The basic premise on which the blog post is constructed was that being a knowledge worker means "your worth at work is directly related to how much you [personally] know".  The author then went on to say that knowledge alone is not enough, you need other things, such as Experience, Expertise, Eccentricity and Educability.

However the worth of a knowledge worker is NOT directly related to how much you personally know.  That is not the essential point of being a knowledge worker.

The knowledge worker differs from the manual worker in that their work involves the application of knowledge rather than the application of muscles, but that doesn't mean that the knowledge has to be held by the individual worker.

The knowledge worker *applies knowledge* rather than *holds knowledge in their head*.

Much as automation massively increased the productivity of the manual worker by giving them power way beyond their personal strength and dexterity, and by allowing them to share their strength and skill with that of others, so Knowledge Management massively increases the productivity of the knowledge worker by providing knowledge as a shared asset, something every worker can draw on and contribute to.   Knowledge is the knowledge worker's raw material, but that knowledge should be the knowledge of the whole company, not of the individual.

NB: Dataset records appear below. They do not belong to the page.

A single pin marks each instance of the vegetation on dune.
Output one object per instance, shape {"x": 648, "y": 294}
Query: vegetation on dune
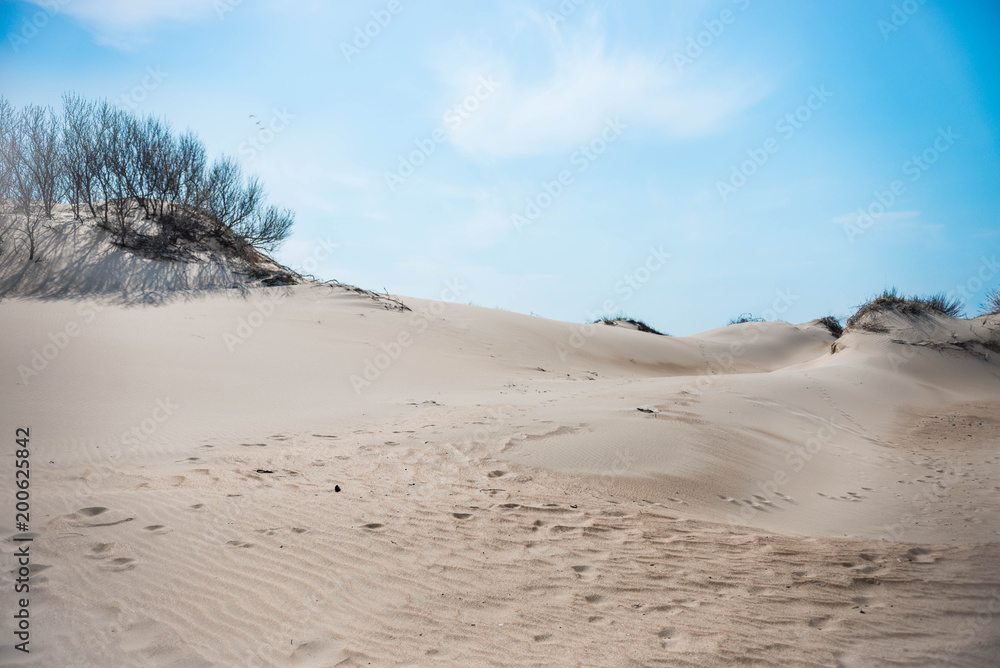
{"x": 832, "y": 323}
{"x": 123, "y": 169}
{"x": 744, "y": 317}
{"x": 992, "y": 304}
{"x": 892, "y": 300}
{"x": 638, "y": 324}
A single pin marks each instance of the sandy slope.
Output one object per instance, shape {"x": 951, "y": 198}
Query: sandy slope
{"x": 503, "y": 501}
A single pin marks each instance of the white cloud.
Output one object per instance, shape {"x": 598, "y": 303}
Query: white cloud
{"x": 586, "y": 83}
{"x": 854, "y": 218}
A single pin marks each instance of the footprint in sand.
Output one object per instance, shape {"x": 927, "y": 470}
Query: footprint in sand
{"x": 97, "y": 516}
{"x": 819, "y": 623}
{"x": 920, "y": 555}
{"x": 118, "y": 565}
{"x": 100, "y": 551}
{"x": 157, "y": 529}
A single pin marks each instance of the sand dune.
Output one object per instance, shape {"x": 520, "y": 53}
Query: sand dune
{"x": 502, "y": 501}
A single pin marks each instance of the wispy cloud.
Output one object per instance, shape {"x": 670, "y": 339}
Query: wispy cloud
{"x": 126, "y": 23}
{"x": 586, "y": 83}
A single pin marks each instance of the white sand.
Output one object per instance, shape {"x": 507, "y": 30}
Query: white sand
{"x": 503, "y": 502}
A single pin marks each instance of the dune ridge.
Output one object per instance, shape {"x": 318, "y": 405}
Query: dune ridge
{"x": 785, "y": 497}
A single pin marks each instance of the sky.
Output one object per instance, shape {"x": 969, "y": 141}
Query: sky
{"x": 682, "y": 163}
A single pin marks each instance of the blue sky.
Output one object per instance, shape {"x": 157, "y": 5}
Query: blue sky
{"x": 548, "y": 156}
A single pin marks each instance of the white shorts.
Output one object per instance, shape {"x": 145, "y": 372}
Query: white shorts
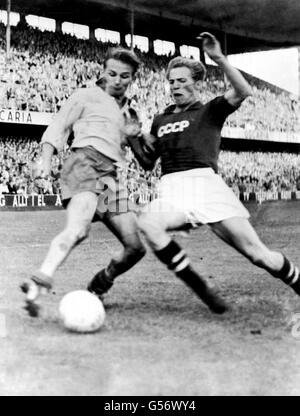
{"x": 200, "y": 194}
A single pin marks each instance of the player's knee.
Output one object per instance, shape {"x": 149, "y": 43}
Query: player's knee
{"x": 147, "y": 225}
{"x": 136, "y": 251}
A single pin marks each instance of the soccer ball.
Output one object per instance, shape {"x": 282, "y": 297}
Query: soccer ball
{"x": 81, "y": 311}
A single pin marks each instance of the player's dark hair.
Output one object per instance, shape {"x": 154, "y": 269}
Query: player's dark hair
{"x": 197, "y": 69}
{"x": 124, "y": 55}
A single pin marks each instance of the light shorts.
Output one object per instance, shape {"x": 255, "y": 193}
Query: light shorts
{"x": 201, "y": 194}
{"x": 88, "y": 170}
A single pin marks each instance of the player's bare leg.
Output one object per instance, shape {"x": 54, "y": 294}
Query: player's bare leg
{"x": 155, "y": 227}
{"x": 239, "y": 233}
{"x": 80, "y": 213}
{"x": 124, "y": 227}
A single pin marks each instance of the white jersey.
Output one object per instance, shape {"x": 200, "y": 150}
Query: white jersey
{"x": 96, "y": 120}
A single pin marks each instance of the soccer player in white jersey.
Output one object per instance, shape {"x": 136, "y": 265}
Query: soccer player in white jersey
{"x": 91, "y": 188}
{"x": 187, "y": 138}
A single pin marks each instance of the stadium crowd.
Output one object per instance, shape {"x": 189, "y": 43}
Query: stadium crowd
{"x": 46, "y": 67}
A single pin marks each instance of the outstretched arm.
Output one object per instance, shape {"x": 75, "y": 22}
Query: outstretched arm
{"x": 240, "y": 87}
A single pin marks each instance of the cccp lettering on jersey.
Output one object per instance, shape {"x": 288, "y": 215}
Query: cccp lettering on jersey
{"x": 176, "y": 127}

The skills of a knowledge worker include the skills of sharing and learning, as the blog author alludes to in the "educability" section. This is not an additional element to knowledge work - it is a core skill for someone who works with knowledge. It is the "learner" element of the knower-learner spectrum, and the blog author is assuming that a knowledge worker must be a "knower".

A great knowledge worker is a person who seeks and finds knowledge to apply at work, and then shares their own knowledge and experience with others. A good knowledge company is one that supports their knowledge workers by making knowledge a shared, accessible, re-usable and continuously improved resource, through setting up a KM Framework.

For a knowledge worker in a good knowledge company, your worth at work is directly related to how much you can learn, how much you can apply what you have learned, and how much you can share new knowledge with others. Not how much you personally know.